Page added on November 20, 2006
Cambridge Energy Research Associates (CERA) fired another missile at the peak oil movement last week by releasing a report attacking the notion of an imminent peak in world oil supplies and projecting an “undulating plateau” in oil production starting sometime after 2030. To rework a now shopworn phrase coined by the group’s president, Daniel Yergin, this is not the first time CERA has attempted to undermine those concerned about a nearby peak, it’s more like the fifth.
CERA is a profit-making business that sells its consulting services and specialized reports to a narrow, well-heeled audience. Why would it care about the pronouncements of a relatively small band of peak oil Internet vigilantes, some mostly retired oil company geologists, a few energy analysts and some concerned citizens who still constitute only the tiniest fraction of the public? The answer could lie in the accessibility, credibility and packaging of their message, a message that can be examined in detail for free by anyone (including CERA clients) at The Oil Drum, Energy Bulletin, The Oil Depletion Analysis Center , the Association for the Study of Peak Oil & Gas, and myriad other places.
No one who is reading this needs to be told how much the Internet has revolutionized the dissemination of information. And so, the question I ask in the title of this piece is actually more than half serious. Companies whose business is the collection and dissemination of specialized information are having a harder and harder time competing with the free resources that are now available online. They are also having a harder time keeping their information offerings under wraps since those who receive them often write about them on the net. In addition, if that information impinges on important public policies, its authors may find the information dissected by an army of volunteers whose expertise and depth may collectively approach or exceed that of the issuing company.

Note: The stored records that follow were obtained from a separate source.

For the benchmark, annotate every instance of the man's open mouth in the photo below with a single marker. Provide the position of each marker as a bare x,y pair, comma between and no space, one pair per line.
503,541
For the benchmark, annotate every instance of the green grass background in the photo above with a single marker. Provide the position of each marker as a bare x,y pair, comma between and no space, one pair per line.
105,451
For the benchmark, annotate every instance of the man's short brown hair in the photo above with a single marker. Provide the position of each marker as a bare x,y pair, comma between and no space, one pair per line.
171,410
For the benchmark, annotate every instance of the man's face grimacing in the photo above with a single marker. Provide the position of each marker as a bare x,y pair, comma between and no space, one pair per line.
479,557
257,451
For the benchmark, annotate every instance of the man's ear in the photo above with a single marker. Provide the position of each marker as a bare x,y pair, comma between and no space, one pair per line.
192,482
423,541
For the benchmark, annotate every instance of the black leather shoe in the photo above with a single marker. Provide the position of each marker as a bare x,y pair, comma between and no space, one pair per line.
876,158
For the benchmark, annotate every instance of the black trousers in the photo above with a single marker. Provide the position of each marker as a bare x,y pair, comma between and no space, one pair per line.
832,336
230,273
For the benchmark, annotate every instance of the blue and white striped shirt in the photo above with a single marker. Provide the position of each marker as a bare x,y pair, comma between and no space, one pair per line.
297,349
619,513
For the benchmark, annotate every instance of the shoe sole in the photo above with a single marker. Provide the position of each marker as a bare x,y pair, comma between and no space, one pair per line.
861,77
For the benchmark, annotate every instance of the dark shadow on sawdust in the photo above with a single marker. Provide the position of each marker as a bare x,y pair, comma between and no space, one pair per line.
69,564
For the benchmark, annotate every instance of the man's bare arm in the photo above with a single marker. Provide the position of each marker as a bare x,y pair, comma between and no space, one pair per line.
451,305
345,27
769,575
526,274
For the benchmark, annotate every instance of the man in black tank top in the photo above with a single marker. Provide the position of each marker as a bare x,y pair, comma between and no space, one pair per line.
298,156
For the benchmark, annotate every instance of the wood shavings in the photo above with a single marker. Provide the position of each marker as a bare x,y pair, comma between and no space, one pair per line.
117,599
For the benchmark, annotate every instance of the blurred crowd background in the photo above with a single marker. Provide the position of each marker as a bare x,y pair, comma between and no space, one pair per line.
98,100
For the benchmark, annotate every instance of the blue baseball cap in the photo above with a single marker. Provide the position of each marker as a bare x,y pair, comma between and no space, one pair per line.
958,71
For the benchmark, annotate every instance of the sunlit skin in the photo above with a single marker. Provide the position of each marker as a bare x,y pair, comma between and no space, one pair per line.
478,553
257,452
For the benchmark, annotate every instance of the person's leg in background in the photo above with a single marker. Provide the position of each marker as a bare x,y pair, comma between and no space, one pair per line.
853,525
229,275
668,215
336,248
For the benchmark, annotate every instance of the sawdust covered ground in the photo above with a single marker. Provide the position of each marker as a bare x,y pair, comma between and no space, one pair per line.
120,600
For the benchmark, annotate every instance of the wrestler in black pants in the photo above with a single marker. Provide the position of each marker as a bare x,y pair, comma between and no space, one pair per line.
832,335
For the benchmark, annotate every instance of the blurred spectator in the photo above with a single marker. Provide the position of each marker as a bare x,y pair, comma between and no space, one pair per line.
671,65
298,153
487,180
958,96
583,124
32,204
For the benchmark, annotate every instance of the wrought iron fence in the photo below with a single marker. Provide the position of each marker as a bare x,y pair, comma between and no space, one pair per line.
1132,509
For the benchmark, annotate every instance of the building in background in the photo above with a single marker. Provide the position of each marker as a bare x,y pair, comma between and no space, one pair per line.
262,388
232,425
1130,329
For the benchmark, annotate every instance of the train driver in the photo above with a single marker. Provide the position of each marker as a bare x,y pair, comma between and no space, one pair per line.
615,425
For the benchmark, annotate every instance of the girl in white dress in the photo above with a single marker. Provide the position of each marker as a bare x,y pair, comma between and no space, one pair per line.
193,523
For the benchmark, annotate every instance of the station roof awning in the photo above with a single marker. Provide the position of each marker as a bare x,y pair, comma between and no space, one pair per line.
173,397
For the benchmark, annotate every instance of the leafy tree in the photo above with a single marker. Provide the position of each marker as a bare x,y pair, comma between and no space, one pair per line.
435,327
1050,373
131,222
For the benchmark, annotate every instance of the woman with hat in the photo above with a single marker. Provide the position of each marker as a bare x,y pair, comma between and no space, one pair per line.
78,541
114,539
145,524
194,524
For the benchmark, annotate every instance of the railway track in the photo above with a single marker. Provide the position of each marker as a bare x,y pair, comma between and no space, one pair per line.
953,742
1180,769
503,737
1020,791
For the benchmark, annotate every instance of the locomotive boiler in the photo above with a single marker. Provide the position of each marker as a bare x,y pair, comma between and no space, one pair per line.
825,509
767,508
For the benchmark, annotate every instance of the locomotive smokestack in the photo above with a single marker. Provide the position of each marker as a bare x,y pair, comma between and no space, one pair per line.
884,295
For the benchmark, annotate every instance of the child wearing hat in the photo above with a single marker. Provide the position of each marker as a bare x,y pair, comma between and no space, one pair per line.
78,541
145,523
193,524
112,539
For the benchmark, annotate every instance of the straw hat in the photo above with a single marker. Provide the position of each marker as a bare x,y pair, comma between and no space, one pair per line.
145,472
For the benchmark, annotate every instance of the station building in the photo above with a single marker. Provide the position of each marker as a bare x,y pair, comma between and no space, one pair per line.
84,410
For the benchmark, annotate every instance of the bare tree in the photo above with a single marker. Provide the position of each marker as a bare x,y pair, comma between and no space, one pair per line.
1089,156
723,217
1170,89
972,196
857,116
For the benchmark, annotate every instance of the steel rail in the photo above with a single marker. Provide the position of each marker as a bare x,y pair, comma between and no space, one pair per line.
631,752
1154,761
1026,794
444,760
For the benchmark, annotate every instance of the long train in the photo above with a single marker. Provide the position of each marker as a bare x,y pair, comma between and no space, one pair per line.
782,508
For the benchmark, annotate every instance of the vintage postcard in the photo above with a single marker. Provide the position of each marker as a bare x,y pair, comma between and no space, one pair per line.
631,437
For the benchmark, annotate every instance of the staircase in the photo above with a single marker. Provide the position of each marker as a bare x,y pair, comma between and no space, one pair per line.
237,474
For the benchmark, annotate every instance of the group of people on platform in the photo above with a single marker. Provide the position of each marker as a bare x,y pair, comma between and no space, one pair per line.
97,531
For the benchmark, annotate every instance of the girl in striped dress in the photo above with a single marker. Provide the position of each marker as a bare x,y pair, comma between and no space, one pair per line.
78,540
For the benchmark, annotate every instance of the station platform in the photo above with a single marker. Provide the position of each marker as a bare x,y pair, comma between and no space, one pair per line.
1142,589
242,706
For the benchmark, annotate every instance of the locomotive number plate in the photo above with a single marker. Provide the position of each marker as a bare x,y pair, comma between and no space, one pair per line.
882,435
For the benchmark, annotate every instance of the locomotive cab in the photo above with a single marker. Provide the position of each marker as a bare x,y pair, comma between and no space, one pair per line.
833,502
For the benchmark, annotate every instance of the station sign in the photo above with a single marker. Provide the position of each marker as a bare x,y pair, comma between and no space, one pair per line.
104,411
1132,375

Firms that provide consulting or information on narrow technical or managerial issues almost never find themselves the target of such scrutiny. But CERA is large and well-known, and for reasons that are not completely clear it has staked its entire business on the assumption that hydrocarbon energy will be plentiful for three or four decades to come. Anything that calls that assumption into question threatens the credibility of those who work for CERA. Unfortunately, the very nature of the Internet has created a dilemma for the firm and its employees. How can CERA refute analyses appearing on such sites as The Oil Drum without giving away valuable information for free?